The educator activists were met with public sympathy . But voters didn’t always support the measures proposed to meet their demands. In Los Angeles, for example, voters rejected a property tax increase that would have helped cover policy proposals pushed by striking teachers. And policymakers struggled to address complicated related issues, like public employee pension systems that weren’t expected to meet their obligations over time.

Buoyed by public sympathy, grassroots teachers organizations tested their political influence, and some chose to run for office themselves . In Kentucky, teacher activists who’d sparred with Republican Gov. Matt Bevin planted yard signs and knocked on doors with an “anyone but Bevin” message, successfully calling on neighbors to elect his opponent, Attorney General Andy Beshear, who thanked them in his victory speech. “To our educators, this is your victory,” Beshear said.

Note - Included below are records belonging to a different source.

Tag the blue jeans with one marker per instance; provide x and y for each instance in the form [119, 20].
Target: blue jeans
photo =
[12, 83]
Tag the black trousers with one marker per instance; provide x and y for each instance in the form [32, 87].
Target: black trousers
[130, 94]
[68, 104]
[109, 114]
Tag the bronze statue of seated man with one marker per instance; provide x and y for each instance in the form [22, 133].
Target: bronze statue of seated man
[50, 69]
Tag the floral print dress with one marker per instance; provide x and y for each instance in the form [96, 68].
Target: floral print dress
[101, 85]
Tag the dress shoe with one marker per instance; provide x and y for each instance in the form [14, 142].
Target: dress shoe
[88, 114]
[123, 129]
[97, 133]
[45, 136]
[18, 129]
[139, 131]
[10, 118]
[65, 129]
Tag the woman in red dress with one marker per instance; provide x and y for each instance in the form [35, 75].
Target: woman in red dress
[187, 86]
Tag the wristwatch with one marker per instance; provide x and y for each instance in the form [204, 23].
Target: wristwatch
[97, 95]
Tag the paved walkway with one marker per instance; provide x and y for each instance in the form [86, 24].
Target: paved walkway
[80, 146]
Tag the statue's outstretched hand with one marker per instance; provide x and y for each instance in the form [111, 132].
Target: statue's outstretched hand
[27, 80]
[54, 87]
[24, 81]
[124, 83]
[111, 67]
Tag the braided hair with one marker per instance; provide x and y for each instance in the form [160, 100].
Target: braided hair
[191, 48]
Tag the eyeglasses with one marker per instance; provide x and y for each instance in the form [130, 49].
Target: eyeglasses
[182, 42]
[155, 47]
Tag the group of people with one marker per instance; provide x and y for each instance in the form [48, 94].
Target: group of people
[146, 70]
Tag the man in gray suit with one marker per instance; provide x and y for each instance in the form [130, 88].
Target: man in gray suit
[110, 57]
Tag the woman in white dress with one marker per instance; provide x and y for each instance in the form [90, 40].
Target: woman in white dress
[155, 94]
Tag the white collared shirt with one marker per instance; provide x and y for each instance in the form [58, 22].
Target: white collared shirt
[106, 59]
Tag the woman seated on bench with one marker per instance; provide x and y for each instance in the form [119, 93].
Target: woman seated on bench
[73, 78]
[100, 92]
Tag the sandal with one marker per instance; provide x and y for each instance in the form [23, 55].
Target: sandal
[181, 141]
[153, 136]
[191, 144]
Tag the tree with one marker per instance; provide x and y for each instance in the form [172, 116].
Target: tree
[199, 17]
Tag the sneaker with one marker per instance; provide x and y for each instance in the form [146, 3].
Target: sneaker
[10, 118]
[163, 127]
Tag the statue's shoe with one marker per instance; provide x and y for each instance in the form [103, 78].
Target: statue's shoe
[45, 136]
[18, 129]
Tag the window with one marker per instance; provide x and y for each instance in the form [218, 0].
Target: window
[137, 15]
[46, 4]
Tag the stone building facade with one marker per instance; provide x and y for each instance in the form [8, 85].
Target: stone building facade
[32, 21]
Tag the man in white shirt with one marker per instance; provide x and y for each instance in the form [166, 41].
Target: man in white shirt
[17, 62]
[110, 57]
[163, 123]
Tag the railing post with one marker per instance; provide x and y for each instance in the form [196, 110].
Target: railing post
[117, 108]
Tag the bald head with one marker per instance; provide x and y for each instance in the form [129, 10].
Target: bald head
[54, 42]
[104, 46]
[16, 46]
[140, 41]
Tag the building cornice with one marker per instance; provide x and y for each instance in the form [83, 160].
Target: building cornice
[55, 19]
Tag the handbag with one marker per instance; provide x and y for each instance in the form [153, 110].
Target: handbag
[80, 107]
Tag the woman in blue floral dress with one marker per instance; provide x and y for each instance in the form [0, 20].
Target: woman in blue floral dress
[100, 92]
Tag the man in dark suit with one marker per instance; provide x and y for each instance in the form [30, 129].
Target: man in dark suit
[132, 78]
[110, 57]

Bonus: ‘Whole Child’ and SEL

Parker Davis, left, and Alina Lopez talk about words and acts that cause happiness during Morning Circle in teacher Susannah Young 2nd grade class at Lincoln Elementary School in Oakland, Calif. in May 2017.

A push for a “whole child” focus in schools that started decades ago matured into a full-blown movement as philanthropy groups, policymakers, and researchers encouraged schools to rethink the way they approach students’ social and emotional needs.

Social-emotional learning advocates pushed schools to directly teach students strategies related to traits like self-control and responsible decisionmaking. They urged them to encourage group work and projects centered around nurturing students’ passion and sense of purpose. And they advocated for policy changes around issues like family engagement and student discipline.

The Aspen Institute created a national commission on social, emotional, and academic development , seeking to bring together a host of policymakers, researchers, and educators interested in issues like student motivation and relationships. And dozens of states set out to draft social-emotional learning standards alongside their academic ones.

Critics argued the movement was moving too quickly to change the work of schools without clearly identifying effective strategies or ways to measure success.

And, as the decade wound down, social-emotional learning proponents continued to wrestle with questions about how to best integrate the idea into teacher preparation, if and how to measure student progress in SEL, and how to support schools in the work.